Hinds: I’m vocally not an advocate of “best practices.” I think they’re contextually dependent, and what works great here in Silicon Valley might not work in Beijing or in Heidelberg or wherever. A couple of things I think are really key. One is to understand that and invest time in understanding the different perspectives and the different work practices that people have and why that works for them. And then, ideally, particularly if it’s a stable team, it’s going to be working together for a while, figuring out together how they want to work together and what practices are going to work for everybody so that you don’t have one group that is really favored because the practices all work for them.
One of the other things that I’ve seen work incredibly well is having a liaison, somebody that is able to translate across the different cultures. There’s new emerging research on what are called multicultural individuals. These are people who have worked in or maybe have family members from different cultures, so they’re accustomed to having a foot in two cultures. And it turns out that they’re pretty good at being liaisons even if they’re not bridging the cultures that they’re familiar with, just because they developed an awareness of the kind of breakdowns that can happen and they have the cognitive dexterity to ask the kinds of questions that need to be asked.
Slack: What has been one of the biggest surprises that has come out of your research?
Hinds: I think one of the biggest surprises in the global teams research for me was the study where we set out to understand cultural differences in the teams and we ended up with five of the first maybe 15 people we interviewed in tears around language issues. It was so emotional for them because they were working with teams in Europe that would switch to a language that they didn’t speak. They felt excluded, left out.
Language is a really interesting one, because it’s not like you can go to a class for a week and fix it. We did find in our research that you can’t fix the problem, but you can fix some of the anxiety and frustration by analyzing the problem. One thing that we saw with some of the teams that we studied was that the only time they ever spoke English was when they were on these conference calls once a week or once every other week, and that made it a really stressful time—when they were supposed to be collaborating, it was more like taking a test. So they started having English-language Fridays. They’d speak to each other in English, and that enabled them to practice their English skills in a lower-stakes environment.
Slack: Ten or 20 or 30 years from now, what do you predict will be new standards of work that are considered experimental or cutting-edge now (or that barely exist yet)?
Hinds: One is creating a much stronger sense of presence and contexts as people collaborate.
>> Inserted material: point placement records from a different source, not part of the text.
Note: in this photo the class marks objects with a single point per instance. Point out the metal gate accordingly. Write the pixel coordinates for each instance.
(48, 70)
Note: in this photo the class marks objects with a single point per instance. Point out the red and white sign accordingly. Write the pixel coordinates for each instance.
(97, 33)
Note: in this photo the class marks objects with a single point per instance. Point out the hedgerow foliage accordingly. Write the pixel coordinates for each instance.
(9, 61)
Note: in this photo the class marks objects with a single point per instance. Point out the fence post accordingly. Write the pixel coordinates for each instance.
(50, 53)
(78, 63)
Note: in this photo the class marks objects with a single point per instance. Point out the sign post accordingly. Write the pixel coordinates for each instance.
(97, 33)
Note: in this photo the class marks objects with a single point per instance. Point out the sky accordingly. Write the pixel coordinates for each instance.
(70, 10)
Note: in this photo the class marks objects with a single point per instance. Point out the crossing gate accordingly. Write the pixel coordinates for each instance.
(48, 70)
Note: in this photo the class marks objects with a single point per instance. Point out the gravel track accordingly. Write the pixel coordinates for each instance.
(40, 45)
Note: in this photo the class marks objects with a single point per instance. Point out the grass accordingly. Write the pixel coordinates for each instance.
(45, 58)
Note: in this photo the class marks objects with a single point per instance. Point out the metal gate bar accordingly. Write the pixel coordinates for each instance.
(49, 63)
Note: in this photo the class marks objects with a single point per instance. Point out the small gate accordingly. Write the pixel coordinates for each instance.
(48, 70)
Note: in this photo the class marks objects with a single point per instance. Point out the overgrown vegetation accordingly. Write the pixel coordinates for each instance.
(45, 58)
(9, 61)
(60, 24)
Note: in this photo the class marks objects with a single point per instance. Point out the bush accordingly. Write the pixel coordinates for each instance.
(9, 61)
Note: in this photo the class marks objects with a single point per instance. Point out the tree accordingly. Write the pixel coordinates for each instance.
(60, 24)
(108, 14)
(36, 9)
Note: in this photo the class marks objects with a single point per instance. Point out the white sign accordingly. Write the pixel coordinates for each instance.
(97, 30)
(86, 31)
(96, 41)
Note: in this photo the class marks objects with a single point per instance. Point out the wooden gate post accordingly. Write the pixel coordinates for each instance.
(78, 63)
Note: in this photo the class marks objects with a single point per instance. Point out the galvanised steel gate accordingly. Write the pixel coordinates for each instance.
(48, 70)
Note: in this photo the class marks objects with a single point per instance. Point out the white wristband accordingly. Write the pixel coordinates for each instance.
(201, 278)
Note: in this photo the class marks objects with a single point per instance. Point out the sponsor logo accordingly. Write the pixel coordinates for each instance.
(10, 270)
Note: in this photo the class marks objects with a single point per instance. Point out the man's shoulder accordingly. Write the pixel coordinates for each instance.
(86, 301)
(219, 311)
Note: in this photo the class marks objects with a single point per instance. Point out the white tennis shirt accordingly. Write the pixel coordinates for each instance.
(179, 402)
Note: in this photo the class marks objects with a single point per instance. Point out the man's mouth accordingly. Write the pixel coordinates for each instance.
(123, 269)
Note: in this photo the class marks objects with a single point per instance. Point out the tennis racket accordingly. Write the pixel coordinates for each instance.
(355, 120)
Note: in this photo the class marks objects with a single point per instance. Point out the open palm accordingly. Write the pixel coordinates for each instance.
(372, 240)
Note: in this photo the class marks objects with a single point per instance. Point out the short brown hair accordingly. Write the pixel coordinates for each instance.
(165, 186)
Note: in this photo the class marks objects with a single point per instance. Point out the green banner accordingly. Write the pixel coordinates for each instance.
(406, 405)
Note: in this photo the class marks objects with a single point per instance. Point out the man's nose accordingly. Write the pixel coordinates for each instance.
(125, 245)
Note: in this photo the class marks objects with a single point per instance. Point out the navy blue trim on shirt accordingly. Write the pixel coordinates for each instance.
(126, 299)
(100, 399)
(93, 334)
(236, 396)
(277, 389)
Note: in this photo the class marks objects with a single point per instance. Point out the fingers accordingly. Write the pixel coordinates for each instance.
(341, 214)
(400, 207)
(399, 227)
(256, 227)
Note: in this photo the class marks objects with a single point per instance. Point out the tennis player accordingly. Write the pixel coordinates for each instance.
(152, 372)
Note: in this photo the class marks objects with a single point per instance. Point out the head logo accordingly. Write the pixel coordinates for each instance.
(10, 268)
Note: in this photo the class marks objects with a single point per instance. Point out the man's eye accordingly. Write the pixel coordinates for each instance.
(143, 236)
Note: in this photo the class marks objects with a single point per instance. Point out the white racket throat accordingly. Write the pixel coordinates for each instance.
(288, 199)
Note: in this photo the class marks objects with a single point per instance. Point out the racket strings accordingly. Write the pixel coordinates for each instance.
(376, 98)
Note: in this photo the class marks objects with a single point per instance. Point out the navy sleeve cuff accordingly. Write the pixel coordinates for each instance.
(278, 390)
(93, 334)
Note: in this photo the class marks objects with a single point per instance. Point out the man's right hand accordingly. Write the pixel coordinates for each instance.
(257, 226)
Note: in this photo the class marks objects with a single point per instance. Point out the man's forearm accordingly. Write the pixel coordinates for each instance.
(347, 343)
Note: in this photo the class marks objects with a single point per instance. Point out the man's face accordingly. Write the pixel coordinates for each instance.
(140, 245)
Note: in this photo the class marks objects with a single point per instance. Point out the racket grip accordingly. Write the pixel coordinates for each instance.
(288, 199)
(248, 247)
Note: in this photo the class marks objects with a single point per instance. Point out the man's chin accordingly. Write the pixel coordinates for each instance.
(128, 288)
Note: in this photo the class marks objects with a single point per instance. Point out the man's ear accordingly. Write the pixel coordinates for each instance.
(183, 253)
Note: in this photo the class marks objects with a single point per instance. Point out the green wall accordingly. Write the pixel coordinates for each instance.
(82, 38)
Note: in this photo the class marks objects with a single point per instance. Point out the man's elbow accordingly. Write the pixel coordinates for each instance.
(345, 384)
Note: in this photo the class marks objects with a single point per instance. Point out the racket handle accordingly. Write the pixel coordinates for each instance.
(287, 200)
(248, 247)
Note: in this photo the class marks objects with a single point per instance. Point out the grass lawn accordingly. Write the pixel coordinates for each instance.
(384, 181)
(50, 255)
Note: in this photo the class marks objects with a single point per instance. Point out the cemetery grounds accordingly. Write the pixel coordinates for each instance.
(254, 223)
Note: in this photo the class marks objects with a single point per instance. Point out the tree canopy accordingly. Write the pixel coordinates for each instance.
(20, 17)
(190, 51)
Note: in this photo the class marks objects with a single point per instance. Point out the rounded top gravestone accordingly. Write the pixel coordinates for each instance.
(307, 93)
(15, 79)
Video is getting better, people have more of a sense of one another, but still, with the exception of tools like Slack, most of the investment over the last few decades in collaboration technologies, aside from those for software development, are meeting support. It’s allowing us to sit in a meeting room and have a conversation, but that’s really not the way that most work happens. So, additional tools that allow people to actually get work done together. The extreme of this would be building things together, physical objects. Having the haptics developed. I don’t know where we’re going to go with virtual reality because there are so many physiological limitations with what we can do in that. The vision would be, in 30 years from now, I could be in that room with you virtually and we could operate on the same objects together.